The spring to axle mounts were an extravagance. The Belltech/DJM style works O.K., but they are a compromise to make the original style of mounts to work.
The way that mine mounts is a bit more to fab up, & the pinion angle has to be set via the spring perches. To me it is a more positive attachment than the after market style, which is a 'tighten-those-bolts-&-pinch-that-housing-so-it-won't-rotate' style. With the intention of throwing some real power at the truck, eventually, that aftermarket style wasn't gonna cut it!
If you use the Belltech/DJM style of frame notch, either remove those brackets on the axle housing that might hit the inside of the notch, (on my original Belltech drop, they would hit inside there when the suspension really compressed.) or, install the notches 1" rearward in the frame from the measurements that those manufacturers recommend.

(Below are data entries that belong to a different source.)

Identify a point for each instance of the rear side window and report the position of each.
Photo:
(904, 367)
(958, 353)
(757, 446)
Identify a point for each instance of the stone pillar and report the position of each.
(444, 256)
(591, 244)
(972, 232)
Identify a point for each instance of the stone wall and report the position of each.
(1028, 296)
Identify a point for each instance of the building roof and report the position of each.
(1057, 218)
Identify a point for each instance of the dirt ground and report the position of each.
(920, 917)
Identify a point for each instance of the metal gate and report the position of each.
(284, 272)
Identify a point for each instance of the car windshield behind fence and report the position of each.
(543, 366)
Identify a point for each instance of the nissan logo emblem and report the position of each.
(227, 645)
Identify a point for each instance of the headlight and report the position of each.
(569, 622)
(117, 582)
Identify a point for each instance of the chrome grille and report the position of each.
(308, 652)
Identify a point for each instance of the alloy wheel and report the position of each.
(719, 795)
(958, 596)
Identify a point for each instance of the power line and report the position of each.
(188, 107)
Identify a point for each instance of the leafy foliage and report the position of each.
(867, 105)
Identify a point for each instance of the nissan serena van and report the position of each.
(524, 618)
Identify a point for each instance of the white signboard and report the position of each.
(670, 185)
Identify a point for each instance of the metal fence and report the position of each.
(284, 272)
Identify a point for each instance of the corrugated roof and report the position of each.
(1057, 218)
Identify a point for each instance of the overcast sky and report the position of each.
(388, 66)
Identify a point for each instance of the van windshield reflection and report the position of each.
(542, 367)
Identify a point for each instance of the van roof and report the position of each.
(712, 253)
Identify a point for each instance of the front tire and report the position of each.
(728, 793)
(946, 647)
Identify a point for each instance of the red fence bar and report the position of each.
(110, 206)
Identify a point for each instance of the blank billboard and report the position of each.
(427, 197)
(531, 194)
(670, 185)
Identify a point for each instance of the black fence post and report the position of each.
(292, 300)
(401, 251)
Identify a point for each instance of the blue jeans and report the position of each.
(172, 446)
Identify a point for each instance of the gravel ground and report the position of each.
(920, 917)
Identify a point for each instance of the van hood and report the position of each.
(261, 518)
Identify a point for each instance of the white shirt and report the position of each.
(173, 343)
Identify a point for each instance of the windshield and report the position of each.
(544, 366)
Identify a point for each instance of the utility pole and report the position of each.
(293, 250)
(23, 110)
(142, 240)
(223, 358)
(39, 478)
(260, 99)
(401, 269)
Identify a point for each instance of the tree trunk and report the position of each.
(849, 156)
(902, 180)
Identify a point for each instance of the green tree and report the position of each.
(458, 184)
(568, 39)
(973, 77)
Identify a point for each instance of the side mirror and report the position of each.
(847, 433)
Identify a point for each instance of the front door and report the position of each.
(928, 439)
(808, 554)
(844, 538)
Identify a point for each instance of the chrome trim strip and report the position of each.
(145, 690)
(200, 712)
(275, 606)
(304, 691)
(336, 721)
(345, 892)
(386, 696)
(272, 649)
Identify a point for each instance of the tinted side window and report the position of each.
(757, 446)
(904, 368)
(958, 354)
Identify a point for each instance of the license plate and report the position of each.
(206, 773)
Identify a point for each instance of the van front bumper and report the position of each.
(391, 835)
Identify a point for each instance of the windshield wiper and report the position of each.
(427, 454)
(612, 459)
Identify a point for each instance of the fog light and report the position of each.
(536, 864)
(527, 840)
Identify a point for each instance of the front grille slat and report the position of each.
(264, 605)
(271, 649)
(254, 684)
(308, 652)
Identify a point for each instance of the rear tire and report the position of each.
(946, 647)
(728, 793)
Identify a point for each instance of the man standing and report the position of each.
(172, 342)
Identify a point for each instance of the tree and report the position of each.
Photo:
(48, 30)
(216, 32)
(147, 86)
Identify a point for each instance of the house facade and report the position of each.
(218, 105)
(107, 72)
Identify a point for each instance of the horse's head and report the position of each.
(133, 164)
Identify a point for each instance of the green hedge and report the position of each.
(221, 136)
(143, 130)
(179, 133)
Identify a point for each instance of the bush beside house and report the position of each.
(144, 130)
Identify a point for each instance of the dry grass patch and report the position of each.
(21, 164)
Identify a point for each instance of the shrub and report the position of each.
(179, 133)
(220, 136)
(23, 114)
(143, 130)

This requires drilling a new hole for the bumpstop.
I never did this, but it was recommended to me by 2 separate shops that specialize in lowering vehicles. Being a newbie with these vehicles at the time, I kinda questioned why a manufacturer would design a product that had to be installed differently than the way it was designed to be. I installed the notch so that the bumpstops were in the same position over the housing as the originals. Bolted in. Then welded a bead along each end. The manufacturers recommend to NOT weld the notches to the frame.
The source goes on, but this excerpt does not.